Born in Los Angeles, California, Bruce graduated from Hollywood High School at the age of 16 and then from Pomona College with a double major in history and government. He earned a Juris Doctor from the USC Gould School of Law in 1973 and worked as a Los Angeles County deputy district attorney from 1973 to 1979, resigning amid frustration with the court system.

== Career ==
In 1980, Bruce ran a largely self-financed campaign for the California State Assembly, running in the Democratic Primary for the 38th Assembly district, which, at that time, centered on Pacific Palisades and Malibu. Running with the campaign slogan "Specifics, Not Safe Generalities," Bruce ran what a local newspaper described as "something of an anomaly, a law and order primary campaign by a Democrat." Bruce lost by five percentage points in a high-turnout primary. His opponent, Steven Afriat, narrowly lost the general election to Republican Marian W. La Follette.

===Move to Colorado and rental properties===

During the late 1970s, Bruce acquired a number of rental properties in the Los Angeles area, which he managed full-time after leaving the district attorney's office. During the late 1970s and early 1980s, Bruce was embroiled in several protracted tax disputes with the Internal Revenue Service. In 1986, Bruce acquired several properties in Colorado Springs and moved to Colorado permanently. Shortly before moving to Colorado, Bruce changed his political party affiliation from Democrat to Republican.

In addition to his Colorado Springs properties, Bruce acquired rental properties in Denver and Pueblo, Colorado. He has been cited repeatedly by law and code enforcement officials regarding the upkeep of his properties, although most of the dozens of citations brought against him have been overturned. In connection with charge of operating an unsafe building, Bruce spent eight days in jail in 1995 on a contempt of court citation.
In response to the numerous complaints filed against him, Bruce has questioned the constitutionality of city code provisions, and accused city officials of selective prosecution and carrying out a "vendetta" against him personally.

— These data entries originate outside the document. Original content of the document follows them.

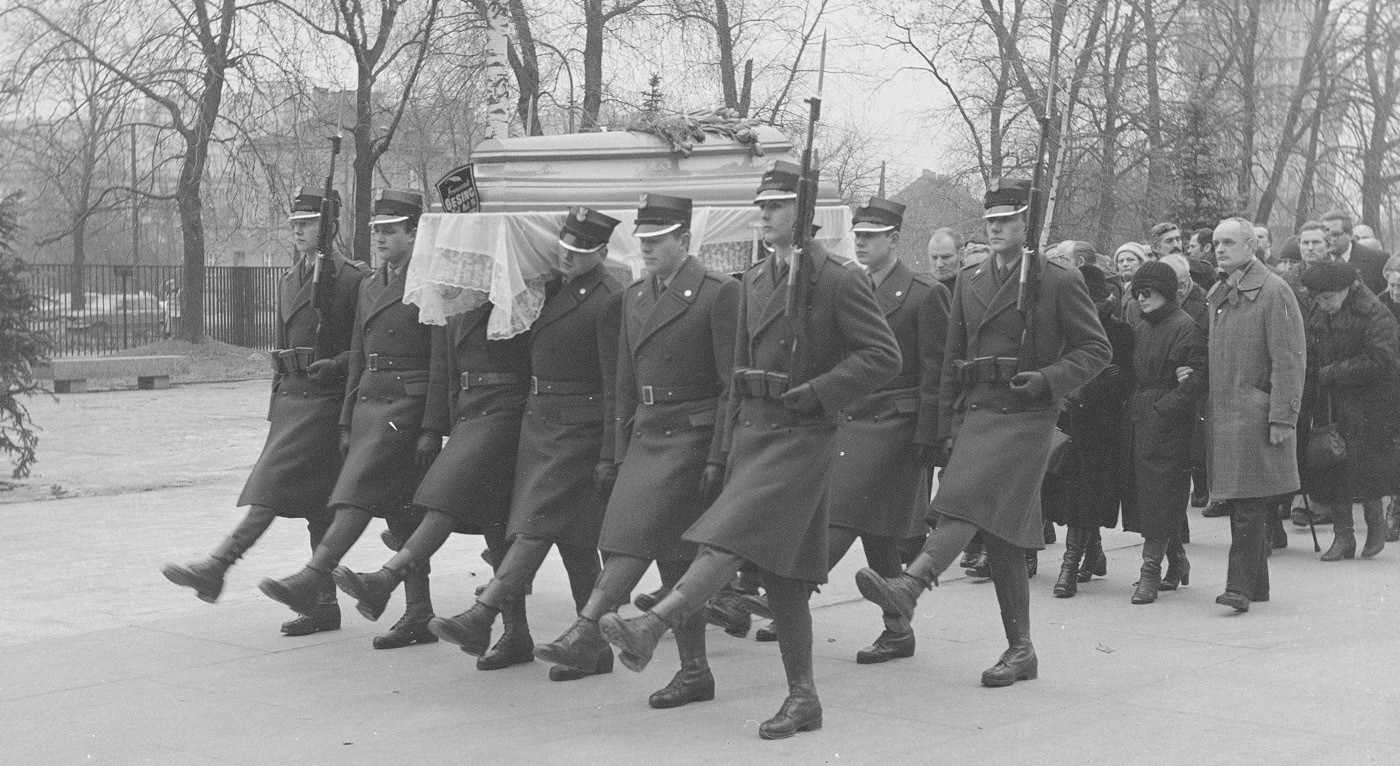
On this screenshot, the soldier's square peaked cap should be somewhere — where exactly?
[851,197,904,234]
[370,189,423,225]
[753,160,802,204]
[633,193,694,238]
[287,186,340,221]
[559,206,619,252]
[981,178,1030,218]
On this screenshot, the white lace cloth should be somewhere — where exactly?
[403,206,854,340]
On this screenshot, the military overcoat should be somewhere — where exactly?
[413,302,529,534]
[685,246,900,583]
[238,253,368,518]
[932,256,1113,549]
[827,260,949,539]
[507,265,623,548]
[598,258,742,562]
[330,266,448,517]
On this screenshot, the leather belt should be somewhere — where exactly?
[364,354,428,372]
[879,374,923,391]
[269,346,316,375]
[953,357,1021,385]
[529,375,602,396]
[462,372,525,391]
[641,384,720,405]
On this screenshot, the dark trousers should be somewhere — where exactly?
[1225,497,1275,601]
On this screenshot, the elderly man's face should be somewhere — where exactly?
[1212,221,1254,273]
[928,234,962,281]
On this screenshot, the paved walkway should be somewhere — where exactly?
[0,382,1400,766]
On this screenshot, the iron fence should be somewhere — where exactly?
[25,265,283,356]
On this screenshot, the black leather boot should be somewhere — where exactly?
[258,566,335,616]
[1079,527,1109,583]
[647,658,714,709]
[855,627,914,665]
[1322,504,1357,562]
[855,553,937,623]
[1156,539,1191,591]
[1054,527,1092,598]
[372,562,438,648]
[428,601,501,657]
[1133,538,1166,604]
[1361,497,1386,559]
[535,618,608,672]
[330,566,406,622]
[161,506,277,604]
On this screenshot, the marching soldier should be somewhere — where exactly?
[428,207,623,681]
[745,197,948,665]
[855,179,1113,686]
[333,296,535,671]
[258,189,448,648]
[599,162,900,739]
[535,195,741,707]
[161,186,368,636]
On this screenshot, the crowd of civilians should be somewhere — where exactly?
[928,210,1400,612]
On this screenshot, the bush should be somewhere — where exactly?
[0,192,49,479]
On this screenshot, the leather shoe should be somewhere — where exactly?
[1215,591,1249,612]
[428,601,500,657]
[647,660,714,710]
[759,692,822,739]
[281,604,340,639]
[981,641,1040,686]
[371,612,438,648]
[598,612,671,674]
[855,629,914,665]
[1201,500,1229,518]
[549,646,612,681]
[855,567,932,622]
[476,629,535,671]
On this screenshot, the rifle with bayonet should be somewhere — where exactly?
[311,134,340,358]
[1016,52,1058,370]
[787,32,826,391]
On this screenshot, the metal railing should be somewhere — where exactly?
[25,263,284,356]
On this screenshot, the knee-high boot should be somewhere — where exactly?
[1133,538,1166,604]
[1054,527,1093,598]
[981,535,1040,686]
[759,576,822,739]
[161,506,277,604]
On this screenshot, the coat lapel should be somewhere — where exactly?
[629,258,704,351]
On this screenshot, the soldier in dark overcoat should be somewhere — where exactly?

In 2003, Bruce announced that he intended to sell his rental properties in order to devote more time to political activism, but was cited by Colorado Springs for keeping dilapidated properties as recently as 2007. In 2008, Bruce was cited by Colorado Springs for two properties they considered "dilapidated," in part because of windows boarded up under orders from the city, but the charges were ultimately dropped when Bruce sold the buildings. Shortly before his August 2008 legislative primary, Colorado Springs declared a four-plex owned by Bruce as "dilapidated;" Bruce responded that he had put money into repairing the building and readying it for sale. In early 2010, Colorado Springs told Bruce that it would charge him $40,000 to restart water service at seven of his rental properties, a charge that Bruce said amounted to political retaliation, but that city staff justified by noting all of the properties had been abandoned.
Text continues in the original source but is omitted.